Il y avait là un petit village à l’abri des vents et comme enfermé au milieu des collines. Sur le versant des coteaux, la campagne, ombragée par des oliviers magnifiques était pleine de douces lueurs. Ce vallon donnait à l’âme l’idée du recueillement et de la paix. Un enivrant parfum de violettes filtrait pour ainsi dire à travers la pénétrante odeur des pins et montait jusqu’à moi.

— Comment appelle-t-on ce village ? demandai-je à Nanette.

— Vallauris.

— Ah ! c’est ainsi que je l’aurais nommé.
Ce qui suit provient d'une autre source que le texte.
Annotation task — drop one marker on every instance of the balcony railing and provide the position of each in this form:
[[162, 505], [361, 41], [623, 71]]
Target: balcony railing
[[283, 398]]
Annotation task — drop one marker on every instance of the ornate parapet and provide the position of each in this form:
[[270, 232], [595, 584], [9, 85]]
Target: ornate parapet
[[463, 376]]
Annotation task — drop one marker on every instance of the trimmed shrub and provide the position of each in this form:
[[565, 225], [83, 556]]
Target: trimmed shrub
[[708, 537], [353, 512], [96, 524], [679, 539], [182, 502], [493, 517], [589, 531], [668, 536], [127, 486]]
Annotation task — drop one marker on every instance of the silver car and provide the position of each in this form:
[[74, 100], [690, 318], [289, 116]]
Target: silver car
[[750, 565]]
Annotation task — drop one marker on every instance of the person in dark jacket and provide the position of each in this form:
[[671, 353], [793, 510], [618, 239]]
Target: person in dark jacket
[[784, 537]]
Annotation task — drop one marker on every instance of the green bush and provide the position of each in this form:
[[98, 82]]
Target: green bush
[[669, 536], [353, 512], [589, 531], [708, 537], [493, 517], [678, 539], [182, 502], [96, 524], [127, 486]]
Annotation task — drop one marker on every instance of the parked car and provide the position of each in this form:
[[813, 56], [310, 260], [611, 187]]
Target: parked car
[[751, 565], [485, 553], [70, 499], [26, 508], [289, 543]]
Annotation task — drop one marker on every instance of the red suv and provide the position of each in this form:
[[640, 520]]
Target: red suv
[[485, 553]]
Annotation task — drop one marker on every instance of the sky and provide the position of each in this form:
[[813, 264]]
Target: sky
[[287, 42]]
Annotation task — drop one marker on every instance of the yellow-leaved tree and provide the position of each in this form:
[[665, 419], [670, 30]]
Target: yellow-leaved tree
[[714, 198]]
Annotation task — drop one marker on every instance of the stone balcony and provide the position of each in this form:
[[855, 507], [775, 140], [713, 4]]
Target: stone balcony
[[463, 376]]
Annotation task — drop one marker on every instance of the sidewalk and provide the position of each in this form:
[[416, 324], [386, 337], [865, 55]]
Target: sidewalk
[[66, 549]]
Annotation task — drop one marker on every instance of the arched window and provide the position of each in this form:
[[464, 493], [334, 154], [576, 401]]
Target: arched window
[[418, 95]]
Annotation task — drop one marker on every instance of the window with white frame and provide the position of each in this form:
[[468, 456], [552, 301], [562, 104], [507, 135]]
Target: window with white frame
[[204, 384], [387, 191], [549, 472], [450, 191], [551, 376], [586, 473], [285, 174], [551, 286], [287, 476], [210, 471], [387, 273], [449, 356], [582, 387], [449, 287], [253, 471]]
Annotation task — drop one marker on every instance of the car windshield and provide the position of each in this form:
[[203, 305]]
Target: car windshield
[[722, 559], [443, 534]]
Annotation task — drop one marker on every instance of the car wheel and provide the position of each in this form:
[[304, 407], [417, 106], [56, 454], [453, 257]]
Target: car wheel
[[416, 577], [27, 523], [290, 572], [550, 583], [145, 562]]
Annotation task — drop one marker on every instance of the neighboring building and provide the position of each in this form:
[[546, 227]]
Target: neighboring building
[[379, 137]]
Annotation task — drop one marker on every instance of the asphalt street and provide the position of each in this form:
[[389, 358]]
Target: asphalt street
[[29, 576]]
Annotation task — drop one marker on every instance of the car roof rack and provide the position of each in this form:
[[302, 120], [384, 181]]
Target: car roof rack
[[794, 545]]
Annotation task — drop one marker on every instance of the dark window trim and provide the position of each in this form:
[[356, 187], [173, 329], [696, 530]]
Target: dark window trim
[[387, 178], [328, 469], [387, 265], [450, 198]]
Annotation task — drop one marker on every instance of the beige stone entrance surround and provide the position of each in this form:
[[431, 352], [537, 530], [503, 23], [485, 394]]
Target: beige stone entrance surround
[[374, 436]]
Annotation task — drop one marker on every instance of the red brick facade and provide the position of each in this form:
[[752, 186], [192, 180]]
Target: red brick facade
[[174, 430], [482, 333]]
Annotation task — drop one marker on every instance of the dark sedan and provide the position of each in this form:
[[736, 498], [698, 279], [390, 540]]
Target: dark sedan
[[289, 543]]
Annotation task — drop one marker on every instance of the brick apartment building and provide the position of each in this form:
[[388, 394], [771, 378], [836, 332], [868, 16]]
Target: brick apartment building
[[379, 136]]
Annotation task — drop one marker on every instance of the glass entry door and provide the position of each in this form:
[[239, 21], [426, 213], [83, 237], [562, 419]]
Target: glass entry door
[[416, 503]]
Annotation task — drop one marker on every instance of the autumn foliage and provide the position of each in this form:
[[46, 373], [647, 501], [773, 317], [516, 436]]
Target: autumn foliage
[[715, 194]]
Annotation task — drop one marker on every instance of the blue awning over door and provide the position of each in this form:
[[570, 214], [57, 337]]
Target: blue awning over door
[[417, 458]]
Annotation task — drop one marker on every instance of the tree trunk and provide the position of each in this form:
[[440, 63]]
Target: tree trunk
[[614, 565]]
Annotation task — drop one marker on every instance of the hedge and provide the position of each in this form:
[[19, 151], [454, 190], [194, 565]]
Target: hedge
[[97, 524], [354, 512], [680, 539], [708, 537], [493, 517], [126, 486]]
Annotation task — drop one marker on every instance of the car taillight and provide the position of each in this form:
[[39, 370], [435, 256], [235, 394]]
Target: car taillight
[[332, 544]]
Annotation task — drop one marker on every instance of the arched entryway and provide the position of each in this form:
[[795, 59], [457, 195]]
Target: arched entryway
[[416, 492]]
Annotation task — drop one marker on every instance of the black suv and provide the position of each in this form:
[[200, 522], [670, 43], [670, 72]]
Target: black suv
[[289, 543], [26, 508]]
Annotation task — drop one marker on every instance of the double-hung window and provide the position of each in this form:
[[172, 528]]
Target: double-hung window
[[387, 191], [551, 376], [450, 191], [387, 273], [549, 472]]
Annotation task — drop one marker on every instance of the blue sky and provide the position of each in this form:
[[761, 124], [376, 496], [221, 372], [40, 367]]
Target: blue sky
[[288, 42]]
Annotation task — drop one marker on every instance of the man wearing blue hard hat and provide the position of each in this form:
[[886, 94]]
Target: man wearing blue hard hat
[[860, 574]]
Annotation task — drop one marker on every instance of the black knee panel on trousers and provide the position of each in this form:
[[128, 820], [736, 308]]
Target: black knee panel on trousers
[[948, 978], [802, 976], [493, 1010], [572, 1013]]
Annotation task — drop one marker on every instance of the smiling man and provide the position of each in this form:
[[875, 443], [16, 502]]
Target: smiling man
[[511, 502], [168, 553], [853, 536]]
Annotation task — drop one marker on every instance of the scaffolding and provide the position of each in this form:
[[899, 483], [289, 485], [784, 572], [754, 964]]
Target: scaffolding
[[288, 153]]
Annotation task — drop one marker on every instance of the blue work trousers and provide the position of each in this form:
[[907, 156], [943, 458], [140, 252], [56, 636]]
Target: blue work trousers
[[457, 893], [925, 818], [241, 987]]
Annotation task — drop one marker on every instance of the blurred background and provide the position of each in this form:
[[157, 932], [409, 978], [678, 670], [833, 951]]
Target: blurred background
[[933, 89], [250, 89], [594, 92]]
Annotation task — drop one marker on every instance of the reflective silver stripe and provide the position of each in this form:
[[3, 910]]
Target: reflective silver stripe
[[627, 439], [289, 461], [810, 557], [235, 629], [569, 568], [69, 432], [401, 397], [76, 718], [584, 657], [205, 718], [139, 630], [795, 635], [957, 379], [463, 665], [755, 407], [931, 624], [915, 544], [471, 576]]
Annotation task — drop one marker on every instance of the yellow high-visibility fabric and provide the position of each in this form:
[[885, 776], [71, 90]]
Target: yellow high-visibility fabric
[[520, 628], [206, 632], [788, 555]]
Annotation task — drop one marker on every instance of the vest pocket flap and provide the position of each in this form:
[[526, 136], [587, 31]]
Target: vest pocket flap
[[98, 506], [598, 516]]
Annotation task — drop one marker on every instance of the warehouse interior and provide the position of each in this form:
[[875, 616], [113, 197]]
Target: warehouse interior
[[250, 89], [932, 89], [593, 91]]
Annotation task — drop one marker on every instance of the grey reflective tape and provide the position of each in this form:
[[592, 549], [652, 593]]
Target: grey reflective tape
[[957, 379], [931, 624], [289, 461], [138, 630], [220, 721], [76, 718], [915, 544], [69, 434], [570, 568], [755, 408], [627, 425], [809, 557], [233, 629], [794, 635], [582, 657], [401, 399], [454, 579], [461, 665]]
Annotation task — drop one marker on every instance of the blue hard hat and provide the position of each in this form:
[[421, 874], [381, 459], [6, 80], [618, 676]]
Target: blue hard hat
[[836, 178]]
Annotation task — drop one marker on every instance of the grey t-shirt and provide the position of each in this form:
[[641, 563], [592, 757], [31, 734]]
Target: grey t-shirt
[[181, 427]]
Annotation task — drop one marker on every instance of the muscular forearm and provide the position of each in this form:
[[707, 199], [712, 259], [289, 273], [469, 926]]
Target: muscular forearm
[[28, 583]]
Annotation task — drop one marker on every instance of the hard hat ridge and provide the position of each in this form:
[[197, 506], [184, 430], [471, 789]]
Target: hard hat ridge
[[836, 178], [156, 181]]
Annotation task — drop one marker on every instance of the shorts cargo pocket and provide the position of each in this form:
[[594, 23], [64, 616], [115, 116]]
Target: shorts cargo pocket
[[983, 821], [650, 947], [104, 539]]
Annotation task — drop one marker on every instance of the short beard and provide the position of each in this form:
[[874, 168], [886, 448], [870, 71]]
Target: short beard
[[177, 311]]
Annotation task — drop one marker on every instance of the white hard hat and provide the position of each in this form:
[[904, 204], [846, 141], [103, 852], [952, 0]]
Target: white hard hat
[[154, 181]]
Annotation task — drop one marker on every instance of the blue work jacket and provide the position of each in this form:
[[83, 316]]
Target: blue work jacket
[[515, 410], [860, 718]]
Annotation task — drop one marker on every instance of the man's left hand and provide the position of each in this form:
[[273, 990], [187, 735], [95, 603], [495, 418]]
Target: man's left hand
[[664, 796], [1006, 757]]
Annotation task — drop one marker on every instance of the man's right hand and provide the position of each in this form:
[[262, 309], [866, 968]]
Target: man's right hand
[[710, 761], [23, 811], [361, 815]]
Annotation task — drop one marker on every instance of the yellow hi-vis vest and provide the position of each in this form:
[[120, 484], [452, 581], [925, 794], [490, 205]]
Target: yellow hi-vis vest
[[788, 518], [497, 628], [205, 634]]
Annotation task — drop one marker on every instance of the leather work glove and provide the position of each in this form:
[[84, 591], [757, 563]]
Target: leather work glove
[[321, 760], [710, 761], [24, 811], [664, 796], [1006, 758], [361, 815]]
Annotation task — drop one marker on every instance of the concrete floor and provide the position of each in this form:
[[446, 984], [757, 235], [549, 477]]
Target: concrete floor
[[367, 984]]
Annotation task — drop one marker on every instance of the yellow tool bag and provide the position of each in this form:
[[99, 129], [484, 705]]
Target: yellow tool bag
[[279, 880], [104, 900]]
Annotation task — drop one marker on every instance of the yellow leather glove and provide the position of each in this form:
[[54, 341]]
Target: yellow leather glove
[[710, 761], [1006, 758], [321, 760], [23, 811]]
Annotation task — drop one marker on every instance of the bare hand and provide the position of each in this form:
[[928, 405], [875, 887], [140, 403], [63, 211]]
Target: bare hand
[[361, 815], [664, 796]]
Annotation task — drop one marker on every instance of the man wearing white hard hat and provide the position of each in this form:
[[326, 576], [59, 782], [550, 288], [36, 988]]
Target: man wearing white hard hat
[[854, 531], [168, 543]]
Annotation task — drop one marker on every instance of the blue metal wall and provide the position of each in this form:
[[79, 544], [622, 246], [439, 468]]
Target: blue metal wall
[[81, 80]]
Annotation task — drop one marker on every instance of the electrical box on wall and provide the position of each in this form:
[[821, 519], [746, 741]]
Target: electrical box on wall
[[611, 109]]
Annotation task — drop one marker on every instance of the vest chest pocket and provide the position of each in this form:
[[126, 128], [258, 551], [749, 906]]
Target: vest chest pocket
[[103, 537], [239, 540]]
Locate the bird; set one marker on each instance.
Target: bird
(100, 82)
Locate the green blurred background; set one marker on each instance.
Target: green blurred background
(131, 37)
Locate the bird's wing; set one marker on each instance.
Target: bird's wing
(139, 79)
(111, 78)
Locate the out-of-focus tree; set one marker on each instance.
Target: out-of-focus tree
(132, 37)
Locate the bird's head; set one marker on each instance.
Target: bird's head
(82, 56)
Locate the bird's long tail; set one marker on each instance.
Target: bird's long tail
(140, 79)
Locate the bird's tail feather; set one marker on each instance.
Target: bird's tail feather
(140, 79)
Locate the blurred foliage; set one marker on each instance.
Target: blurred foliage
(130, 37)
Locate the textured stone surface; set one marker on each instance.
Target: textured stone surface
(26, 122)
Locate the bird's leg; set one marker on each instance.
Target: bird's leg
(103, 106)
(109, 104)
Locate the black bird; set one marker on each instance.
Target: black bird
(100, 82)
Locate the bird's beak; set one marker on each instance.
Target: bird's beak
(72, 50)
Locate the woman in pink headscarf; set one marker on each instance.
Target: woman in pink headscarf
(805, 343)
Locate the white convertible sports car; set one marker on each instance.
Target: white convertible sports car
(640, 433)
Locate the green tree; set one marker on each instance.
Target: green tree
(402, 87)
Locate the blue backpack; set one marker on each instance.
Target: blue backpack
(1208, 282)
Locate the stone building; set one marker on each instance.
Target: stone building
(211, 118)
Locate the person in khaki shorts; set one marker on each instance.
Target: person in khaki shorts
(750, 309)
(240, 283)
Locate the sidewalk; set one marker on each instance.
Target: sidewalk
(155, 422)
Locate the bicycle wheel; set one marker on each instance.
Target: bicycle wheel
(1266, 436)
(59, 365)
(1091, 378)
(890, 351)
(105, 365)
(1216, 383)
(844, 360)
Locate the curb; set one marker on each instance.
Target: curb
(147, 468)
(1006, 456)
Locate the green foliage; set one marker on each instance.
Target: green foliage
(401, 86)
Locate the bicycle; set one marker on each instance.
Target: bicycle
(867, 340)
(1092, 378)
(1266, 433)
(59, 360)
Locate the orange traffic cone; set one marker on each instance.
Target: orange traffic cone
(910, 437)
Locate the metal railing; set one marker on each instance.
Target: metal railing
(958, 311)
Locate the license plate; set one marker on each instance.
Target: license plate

Je ne sais pourquoi, chère madame, il me parut à ce moment-là que l’heure de faire mon examen de conscience avait sonné. Rien ne protestait plus en moi contre cet enthousiasme que vous m’aviez promis et que j’avais trouvé. Je suis capable de confesser une erreur et je la confesse. Il faut maintenant que j’apprenne à connaître les environs de Cannes, de manière à pouvoir en bien parler avec vous. Le meilleur moyen de se faire pardonner son ignorance, n’est-ce pas de s’en corriger ?

Je traçai donc autour de moi un cercle large comme l’horizon, et je fis le serment de visiter tout le pays que j’enveloppais du regard.

— La vue de ma montagne est-elle bornée ? dit Nanette.

— Elle est superbe, mon enfant, et je suis tout simplement ravie de cette promenade.